Светлый фон

Голова старика. Рисунок кистью. 1521

 

Случалось, он грезил об этих новых путешествиях с прикрытыми глазами, и выглядело это так, словно он дремлет. Агнес ходила по дому довольная, спокойная и шикала на всех:

— Тсс! Мастер отдыхает!

Иногда он не выдерживал, заговаривал за столом о предполагаемой поездке. Тогда Агнес выходила из себя:

— Не угомонился! Ему скоро шестьдесят, едва вернулся домой, подхватил там злую лихорадку, болен, спит и видит, как бы снова удрать! — Но и друзья, если он заводил с ними разговор о путешествии, либо отмалчивались, либо отшучивались, а когда он слишком настойчиво требовал их мнения, отводили глаза в сторону или нерешительно произносили: «Прежде надо бы поправиться...»

— Я здоров! — громко, бодро возражал Дюрер. Слишком громко и слишком бодро.

Трудное путешествие Дюрер вспоминал как великую радость, был счастлив, что столько повидал, со столькими людьми познакомился. Но кроме сильных впечатлений Дюрер вывез из своего путешествия болезнь. Отныне его жизнь стала делиться на две части. До того, как заболел во время зимнего плавания в Зеландию, и после того, как заболел. Болезнь окрасила последние годы его жизни. А их осталось немного.

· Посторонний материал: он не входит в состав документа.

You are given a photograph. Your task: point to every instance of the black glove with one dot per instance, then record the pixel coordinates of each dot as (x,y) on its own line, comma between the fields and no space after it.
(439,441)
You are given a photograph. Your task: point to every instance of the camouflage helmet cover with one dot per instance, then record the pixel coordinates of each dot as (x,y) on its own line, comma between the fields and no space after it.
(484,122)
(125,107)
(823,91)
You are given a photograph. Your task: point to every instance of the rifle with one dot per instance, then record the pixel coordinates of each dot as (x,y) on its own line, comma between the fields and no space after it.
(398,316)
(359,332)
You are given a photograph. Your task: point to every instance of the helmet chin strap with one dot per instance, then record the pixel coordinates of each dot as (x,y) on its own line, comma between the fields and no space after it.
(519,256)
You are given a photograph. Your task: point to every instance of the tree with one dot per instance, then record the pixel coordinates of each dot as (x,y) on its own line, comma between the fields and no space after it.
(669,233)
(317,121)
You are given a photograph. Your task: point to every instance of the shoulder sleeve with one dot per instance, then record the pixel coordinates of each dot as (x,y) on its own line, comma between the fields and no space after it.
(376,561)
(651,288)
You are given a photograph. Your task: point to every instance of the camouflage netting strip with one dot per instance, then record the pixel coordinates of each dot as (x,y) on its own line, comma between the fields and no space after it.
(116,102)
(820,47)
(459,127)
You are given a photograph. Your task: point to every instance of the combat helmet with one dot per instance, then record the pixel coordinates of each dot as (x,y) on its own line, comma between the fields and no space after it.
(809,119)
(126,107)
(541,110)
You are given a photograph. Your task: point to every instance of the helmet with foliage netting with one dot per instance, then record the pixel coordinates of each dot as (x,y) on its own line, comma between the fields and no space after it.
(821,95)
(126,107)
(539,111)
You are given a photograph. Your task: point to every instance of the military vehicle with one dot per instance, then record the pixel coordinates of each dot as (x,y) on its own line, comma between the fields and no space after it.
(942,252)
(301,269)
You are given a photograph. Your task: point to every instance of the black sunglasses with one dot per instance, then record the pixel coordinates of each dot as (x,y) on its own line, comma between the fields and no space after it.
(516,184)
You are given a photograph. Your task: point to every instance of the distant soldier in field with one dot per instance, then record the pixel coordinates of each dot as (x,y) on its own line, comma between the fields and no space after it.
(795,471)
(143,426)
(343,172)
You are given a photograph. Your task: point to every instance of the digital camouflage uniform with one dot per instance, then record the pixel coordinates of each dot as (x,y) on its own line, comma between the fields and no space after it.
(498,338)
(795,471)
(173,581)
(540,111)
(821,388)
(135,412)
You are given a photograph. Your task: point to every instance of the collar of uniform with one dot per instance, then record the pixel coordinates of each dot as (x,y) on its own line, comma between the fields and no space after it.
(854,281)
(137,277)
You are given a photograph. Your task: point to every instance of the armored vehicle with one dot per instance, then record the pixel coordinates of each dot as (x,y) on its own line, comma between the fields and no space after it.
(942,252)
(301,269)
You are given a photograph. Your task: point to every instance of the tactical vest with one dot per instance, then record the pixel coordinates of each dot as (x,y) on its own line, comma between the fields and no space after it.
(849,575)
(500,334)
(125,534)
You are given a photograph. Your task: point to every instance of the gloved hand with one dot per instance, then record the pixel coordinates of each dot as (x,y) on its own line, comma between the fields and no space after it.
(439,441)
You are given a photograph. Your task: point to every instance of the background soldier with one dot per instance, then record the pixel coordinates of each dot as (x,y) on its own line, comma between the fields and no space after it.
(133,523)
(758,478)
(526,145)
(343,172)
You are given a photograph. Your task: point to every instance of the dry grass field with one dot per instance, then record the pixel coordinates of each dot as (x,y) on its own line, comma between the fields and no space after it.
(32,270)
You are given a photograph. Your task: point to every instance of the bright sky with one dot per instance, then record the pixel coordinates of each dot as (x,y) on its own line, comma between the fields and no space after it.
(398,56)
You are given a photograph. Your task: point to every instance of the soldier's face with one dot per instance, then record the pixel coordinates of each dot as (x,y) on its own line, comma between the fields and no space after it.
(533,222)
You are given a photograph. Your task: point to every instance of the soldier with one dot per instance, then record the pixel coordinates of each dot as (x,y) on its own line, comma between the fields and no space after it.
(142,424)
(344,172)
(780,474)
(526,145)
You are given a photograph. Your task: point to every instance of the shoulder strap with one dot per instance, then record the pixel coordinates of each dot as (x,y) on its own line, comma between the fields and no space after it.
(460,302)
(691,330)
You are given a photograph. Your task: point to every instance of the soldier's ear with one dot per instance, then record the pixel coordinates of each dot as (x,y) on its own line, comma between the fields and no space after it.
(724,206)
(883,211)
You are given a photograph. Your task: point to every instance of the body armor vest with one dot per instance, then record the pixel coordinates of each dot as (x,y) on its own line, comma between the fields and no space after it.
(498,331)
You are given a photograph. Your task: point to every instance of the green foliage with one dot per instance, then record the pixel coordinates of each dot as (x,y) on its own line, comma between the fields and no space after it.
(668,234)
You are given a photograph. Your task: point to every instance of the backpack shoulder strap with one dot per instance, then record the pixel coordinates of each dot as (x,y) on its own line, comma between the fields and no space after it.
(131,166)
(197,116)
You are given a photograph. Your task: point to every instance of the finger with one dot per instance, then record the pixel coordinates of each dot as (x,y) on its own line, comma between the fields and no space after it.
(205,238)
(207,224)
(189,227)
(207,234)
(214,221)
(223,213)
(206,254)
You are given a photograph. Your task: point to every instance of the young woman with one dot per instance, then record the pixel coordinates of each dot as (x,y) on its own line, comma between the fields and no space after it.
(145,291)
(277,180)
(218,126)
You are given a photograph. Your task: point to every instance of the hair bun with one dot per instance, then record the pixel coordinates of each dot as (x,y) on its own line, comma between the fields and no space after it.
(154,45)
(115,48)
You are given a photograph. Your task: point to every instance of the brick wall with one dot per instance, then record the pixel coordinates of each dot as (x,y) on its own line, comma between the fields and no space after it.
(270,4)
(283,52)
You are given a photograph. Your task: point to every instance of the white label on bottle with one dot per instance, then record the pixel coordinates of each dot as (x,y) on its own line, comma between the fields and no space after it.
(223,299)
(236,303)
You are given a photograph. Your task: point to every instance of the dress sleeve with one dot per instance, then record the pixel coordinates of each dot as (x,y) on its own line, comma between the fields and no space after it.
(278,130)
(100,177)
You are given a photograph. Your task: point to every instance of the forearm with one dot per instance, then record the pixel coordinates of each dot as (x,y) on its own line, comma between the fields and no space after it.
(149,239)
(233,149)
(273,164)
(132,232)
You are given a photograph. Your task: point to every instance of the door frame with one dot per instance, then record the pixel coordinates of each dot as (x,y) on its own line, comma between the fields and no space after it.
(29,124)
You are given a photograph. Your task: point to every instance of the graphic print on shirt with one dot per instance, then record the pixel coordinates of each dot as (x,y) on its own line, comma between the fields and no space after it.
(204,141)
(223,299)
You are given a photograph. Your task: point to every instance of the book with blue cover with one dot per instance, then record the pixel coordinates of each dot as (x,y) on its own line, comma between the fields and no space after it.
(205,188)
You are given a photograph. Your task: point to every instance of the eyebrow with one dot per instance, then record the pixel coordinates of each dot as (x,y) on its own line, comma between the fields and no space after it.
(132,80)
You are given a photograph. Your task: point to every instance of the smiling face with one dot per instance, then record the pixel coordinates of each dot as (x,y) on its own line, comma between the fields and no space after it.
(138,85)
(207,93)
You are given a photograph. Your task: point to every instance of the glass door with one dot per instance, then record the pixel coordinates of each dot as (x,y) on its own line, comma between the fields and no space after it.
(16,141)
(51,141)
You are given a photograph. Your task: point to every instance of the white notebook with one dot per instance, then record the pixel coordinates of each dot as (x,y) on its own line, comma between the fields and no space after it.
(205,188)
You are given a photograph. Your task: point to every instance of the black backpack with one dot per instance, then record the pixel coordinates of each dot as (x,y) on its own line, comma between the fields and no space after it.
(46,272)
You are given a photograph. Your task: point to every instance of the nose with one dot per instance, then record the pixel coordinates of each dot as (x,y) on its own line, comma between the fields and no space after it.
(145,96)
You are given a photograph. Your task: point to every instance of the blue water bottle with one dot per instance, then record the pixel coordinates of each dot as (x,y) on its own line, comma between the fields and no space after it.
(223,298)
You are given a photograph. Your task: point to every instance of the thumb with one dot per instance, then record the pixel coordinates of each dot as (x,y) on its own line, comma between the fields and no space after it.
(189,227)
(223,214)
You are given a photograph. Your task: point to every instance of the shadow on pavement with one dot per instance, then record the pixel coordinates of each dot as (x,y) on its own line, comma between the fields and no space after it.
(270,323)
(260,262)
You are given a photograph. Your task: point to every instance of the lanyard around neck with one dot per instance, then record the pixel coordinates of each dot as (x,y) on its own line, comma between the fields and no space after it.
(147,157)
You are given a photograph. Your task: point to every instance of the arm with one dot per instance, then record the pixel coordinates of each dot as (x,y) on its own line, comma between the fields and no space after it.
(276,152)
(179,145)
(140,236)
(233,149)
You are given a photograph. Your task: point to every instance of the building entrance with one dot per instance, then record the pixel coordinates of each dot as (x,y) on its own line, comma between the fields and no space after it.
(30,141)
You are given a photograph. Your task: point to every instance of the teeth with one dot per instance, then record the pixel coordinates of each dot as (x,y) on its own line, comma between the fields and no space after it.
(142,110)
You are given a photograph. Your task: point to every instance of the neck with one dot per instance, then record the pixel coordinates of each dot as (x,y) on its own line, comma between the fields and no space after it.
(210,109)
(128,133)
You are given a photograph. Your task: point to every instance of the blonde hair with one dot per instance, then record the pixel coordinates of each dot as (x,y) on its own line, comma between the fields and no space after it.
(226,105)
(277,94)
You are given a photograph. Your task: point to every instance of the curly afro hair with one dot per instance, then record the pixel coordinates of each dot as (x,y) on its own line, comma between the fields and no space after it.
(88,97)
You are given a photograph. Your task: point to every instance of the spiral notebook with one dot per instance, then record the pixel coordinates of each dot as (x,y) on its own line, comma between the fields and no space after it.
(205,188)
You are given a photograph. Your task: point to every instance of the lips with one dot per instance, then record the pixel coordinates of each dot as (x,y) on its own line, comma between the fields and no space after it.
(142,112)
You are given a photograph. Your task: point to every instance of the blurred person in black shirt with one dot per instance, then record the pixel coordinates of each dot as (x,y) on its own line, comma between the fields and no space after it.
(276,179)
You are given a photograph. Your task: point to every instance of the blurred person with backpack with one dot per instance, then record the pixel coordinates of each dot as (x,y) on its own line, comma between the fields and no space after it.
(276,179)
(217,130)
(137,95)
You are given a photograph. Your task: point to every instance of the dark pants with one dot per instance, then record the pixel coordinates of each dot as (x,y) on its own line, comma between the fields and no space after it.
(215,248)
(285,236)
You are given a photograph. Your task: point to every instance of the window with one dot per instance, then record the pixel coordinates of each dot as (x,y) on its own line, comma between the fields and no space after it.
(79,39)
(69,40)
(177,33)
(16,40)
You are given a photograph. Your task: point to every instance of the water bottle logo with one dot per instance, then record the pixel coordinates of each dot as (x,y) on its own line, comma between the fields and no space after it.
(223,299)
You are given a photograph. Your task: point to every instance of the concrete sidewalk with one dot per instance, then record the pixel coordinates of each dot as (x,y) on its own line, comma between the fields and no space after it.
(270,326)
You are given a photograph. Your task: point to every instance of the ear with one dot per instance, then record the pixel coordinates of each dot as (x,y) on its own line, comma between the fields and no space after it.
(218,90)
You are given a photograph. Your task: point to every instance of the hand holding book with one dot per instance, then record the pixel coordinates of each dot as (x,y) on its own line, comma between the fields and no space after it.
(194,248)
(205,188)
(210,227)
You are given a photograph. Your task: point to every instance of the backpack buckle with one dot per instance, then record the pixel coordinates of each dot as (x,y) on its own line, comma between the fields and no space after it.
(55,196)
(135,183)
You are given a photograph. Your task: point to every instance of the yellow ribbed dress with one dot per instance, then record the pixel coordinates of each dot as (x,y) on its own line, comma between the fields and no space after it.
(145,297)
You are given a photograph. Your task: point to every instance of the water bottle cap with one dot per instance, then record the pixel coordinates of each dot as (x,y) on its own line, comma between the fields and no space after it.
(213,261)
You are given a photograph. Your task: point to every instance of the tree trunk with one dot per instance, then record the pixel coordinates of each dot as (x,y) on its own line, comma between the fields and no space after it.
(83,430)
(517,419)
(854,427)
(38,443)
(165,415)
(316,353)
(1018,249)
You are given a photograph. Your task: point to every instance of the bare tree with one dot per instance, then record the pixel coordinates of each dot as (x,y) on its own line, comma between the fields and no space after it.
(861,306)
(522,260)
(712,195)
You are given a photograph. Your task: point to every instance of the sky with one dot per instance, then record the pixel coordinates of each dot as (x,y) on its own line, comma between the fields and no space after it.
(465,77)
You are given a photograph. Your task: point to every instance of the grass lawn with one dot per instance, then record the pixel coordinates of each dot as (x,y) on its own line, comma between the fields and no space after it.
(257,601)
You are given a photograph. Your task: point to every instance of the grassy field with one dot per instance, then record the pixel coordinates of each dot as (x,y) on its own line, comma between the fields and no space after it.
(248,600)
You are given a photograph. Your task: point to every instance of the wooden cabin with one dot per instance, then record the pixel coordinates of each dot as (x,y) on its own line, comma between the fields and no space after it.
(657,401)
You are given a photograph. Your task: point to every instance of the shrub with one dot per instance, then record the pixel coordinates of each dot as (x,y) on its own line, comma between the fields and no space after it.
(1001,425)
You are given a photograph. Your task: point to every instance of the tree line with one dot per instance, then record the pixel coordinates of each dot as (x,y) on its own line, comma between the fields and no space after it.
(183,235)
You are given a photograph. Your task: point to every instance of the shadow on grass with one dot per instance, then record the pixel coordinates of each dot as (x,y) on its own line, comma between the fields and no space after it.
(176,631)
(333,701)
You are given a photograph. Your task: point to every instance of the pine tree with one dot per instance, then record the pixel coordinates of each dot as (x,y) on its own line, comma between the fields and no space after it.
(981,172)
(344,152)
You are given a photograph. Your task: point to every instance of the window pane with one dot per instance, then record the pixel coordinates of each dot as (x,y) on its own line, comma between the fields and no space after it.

Портрет Луки Лейденского. Рисунок серебряным карандашом. 1521

 

Глава XV

Глава XV

Глава XV

В молодости, возвращаясь в родной город, Дюрер стремительно обходил его улицы. Теперь он бродил по Нюрнбергу медленно: времена, когда шаг его был легким и скорым, когда он не знал, что такое одышка и боль в сердце, прошли...

Город казался веселым и благополучным. По-прежнему на главной площади вокруг прекрасного фонтана толпился народ. Пока он путешествовал, мода снова переменилась. Появилось несколько каменных домов. Еще пышнее стали сады богачей. Еще торжественнее балы в ратуше. Как никогда прежде, нюрнбержцами овладели азарт и любострастно. К прежним публичным домам прибавился новый. Город продолжал ворочать большими делами. Один из мейстерзингеров похвалялся тем, что семь народов обогащают Нюрнберг: славяне, турки, арабы, итальянцы, французы, англичане, нидерландцы.

Но покоя в городских стенах не было. Чем пышнее балы в ратуше, чем наряднее щеголи, чем азартнее игры, чем больше буйства и волшебства, тем сильнее ощущение непрочности, зыбкости, опасности... Настроение пошатнувшихся основ жизни, сдвинувшихся устоев, опасной неопределенности жило не только в Нюрнберге. Оно окрашивало собой все, что происходило в эти годы в Европе, в ее политике, философии, литературе. Те, кто не хотел пассивно и покорно следовать за происходящим, старались либо укрепить устои, либо, напротив, окончательно их расшатать. Друзья оказывались в разных странах. Но в каждом из этих станов не было единомыслия. Недавние сторонники Лютера отходили от него: для одних он был слишком смел и решителен, для других, напротив, робок, непоследователен, половинчат. Десятки трактатов, брошюр, листовок подливали масла в огонь этих споров. Взаимные обвинения становились все яростнее, часто в них звучала неприкрытая угроза. Споры на бумаге то здесь, то там переходили в вооруженные столкновения, процессы над инакомыслящими заканчивались суровыми приговорами.